Come ho già scritto questa strategia ha una sola via d’uscita vittoriosa: la rivoluzione. Sul giacobinismo quasi un secolo fa Augustin Cochin scriveva:

“Quella che così si palesa è l’immagine esteriore di una setta vigorosa e armata quanto basta per intimorire il nemico e imporsi alla curiosità dei passanti. Perché dietro mura così grandi, ci si attende di trovare una grande città, o una bella cattedrale. Difficile immaginare, in genere, fanatismo senza fede, disciplina senza lealismo, scomunica senza comunione, anatemi senza convinzioni potenti e vive, proprio come non si può immaginare un corpo senz’anima.”

Ed infatti il trentennio scalfariano ha condotto la sinistra al vuoto di questi giorni; ha prodotto dei replicanti sgraziati in Di Pietro e in Grillo; ha azzerato una tradizione cacciando nell’angolo del veterocomunismo una parte non trascurabile dell’elettorato di sinistra allergico a camaleontici nichilismi; costringe sia i nostalgici del “partito” della fazione D’Alemiana sia i giovani-vecchi nuovisti patrocinatori della tabula rasa a dar prova di legittimità democratica nell’ubbidire ad un vecchissimo decalogo oggi antiberlusconiano. E nell’assenza di un messaggio politico costruttivo riduce progressivamente la base del consenso.

Oggi le grida de La Repubblica somigliano sempre più a quelle dei girotondini che a quelle di una setta potente. L’ultima “spallata” di questa guerra di trincea trentennale ha trovato risposte insolitamente schiette da parte delle vittime predestinate. Non è nervosismo, come ha scritto un illustre commentatore politico della penisola. E’ la fine delle paure, che consente perfino al mite Biondi di prendere il toro per le corna e replicare oggi l’attacco frontale di qualche giorno fa; che consente a Minzolini di sopravvivere con disinvoltura alla sua disinvoltura; che consente al Giornale di sparare vagonate di contromerda dall’altra parte del fronte; che spinge i grandi giornali del nord ad attenersi ad una linea di prudenza in merito alle eventuali conseguenze politiche delle donnesche imprese del premier, nella quale il bene della stabilità politica fa premio su qualsiasi altra considerazione; che rende agevole al popolo cattolico, nonostante il dibattito interno, sfuggire alla seduzione di forme moralistiche dello Spirito del Mondo.

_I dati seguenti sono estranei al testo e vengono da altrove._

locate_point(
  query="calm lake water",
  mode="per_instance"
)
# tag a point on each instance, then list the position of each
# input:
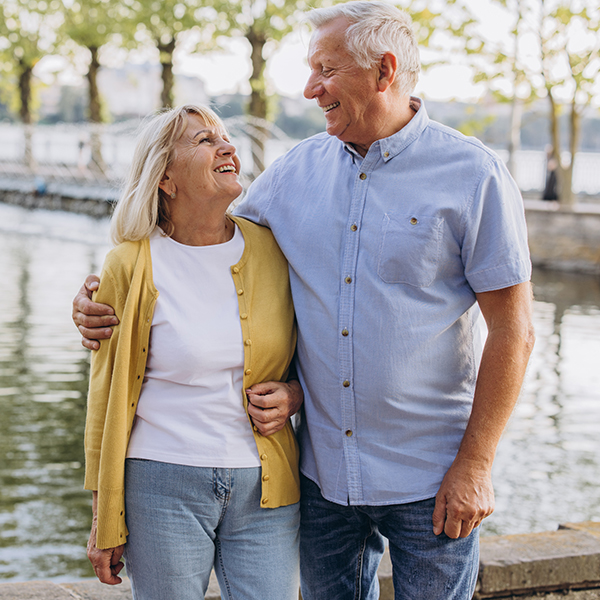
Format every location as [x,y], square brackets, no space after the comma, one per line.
[547,468]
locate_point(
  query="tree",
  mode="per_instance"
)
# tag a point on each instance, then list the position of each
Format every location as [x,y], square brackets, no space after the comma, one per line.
[506,73]
[264,24]
[163,22]
[570,65]
[28,31]
[555,53]
[93,24]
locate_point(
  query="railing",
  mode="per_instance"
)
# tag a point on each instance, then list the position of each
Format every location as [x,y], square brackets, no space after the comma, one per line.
[100,154]
[96,155]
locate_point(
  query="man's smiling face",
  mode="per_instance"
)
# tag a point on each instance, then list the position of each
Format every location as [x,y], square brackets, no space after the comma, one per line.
[347,94]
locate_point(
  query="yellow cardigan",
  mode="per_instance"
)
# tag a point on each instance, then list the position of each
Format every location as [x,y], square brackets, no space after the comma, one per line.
[117,370]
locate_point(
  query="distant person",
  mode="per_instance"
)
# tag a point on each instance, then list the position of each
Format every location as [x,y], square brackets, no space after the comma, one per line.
[399,232]
[182,481]
[550,189]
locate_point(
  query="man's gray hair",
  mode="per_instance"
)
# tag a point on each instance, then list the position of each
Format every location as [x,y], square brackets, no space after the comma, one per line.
[376,28]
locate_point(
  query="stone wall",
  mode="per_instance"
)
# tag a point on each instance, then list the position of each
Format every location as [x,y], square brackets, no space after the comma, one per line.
[567,240]
[556,565]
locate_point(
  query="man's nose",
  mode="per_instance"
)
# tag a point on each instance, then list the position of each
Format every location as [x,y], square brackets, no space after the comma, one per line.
[312,88]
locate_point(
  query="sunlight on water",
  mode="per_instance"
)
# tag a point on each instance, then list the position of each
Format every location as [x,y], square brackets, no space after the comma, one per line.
[548,464]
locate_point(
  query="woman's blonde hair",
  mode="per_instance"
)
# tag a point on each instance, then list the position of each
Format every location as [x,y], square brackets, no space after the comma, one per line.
[143,205]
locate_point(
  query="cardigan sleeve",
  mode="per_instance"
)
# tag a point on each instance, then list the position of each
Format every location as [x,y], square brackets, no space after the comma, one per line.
[102,365]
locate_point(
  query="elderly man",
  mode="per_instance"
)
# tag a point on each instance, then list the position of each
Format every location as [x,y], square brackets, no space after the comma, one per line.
[399,233]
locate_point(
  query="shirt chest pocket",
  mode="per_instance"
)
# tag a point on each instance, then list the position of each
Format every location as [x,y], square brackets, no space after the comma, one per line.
[410,249]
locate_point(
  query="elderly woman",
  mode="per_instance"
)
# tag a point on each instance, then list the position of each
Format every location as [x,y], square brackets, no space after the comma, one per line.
[182,480]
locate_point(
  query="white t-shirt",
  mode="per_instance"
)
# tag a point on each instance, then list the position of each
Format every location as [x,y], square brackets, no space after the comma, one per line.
[190,409]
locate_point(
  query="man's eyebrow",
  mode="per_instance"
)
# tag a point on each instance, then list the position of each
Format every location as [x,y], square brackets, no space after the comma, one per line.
[201,132]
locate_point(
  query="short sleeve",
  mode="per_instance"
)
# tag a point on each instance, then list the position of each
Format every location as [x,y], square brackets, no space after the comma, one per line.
[495,252]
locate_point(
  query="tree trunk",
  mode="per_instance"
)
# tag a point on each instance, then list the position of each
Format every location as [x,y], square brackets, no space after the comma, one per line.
[567,198]
[95,116]
[257,106]
[166,63]
[25,75]
[555,137]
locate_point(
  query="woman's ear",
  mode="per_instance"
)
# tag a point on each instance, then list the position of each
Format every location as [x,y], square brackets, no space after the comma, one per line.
[167,185]
[387,71]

Oggi, tra i grandi giornali, La Repubblica è sola, a torto o a ragione e con l’esemplare asprezza dei toni usati da Scalfari o Boeri, nel non dare un parere favorevole sulla manovrina varata dal governo Berlusconi. Nel frattempo la forza delle cose fa sì che a sinistra faccia capolino la candidatura alla segreteria del PD di Chiamparino, esiziale in caso di successo per la consorteria de La Repubblica, una delle poche voci autenticamente socialdemocratiche della sinistra, uno che parla di laicità e di sicurezza, che non si vergogna del suo passato comunista ma che è alieno dall’antiberlusconismo. E a ben vedere l’unico successo conseguito da La Repubblica è il riverbero grottesco della sua campagna estiva nei coccodrilli sul nostro duce apparsi in questi giorni sui sempre autorevoli giornali stranieri.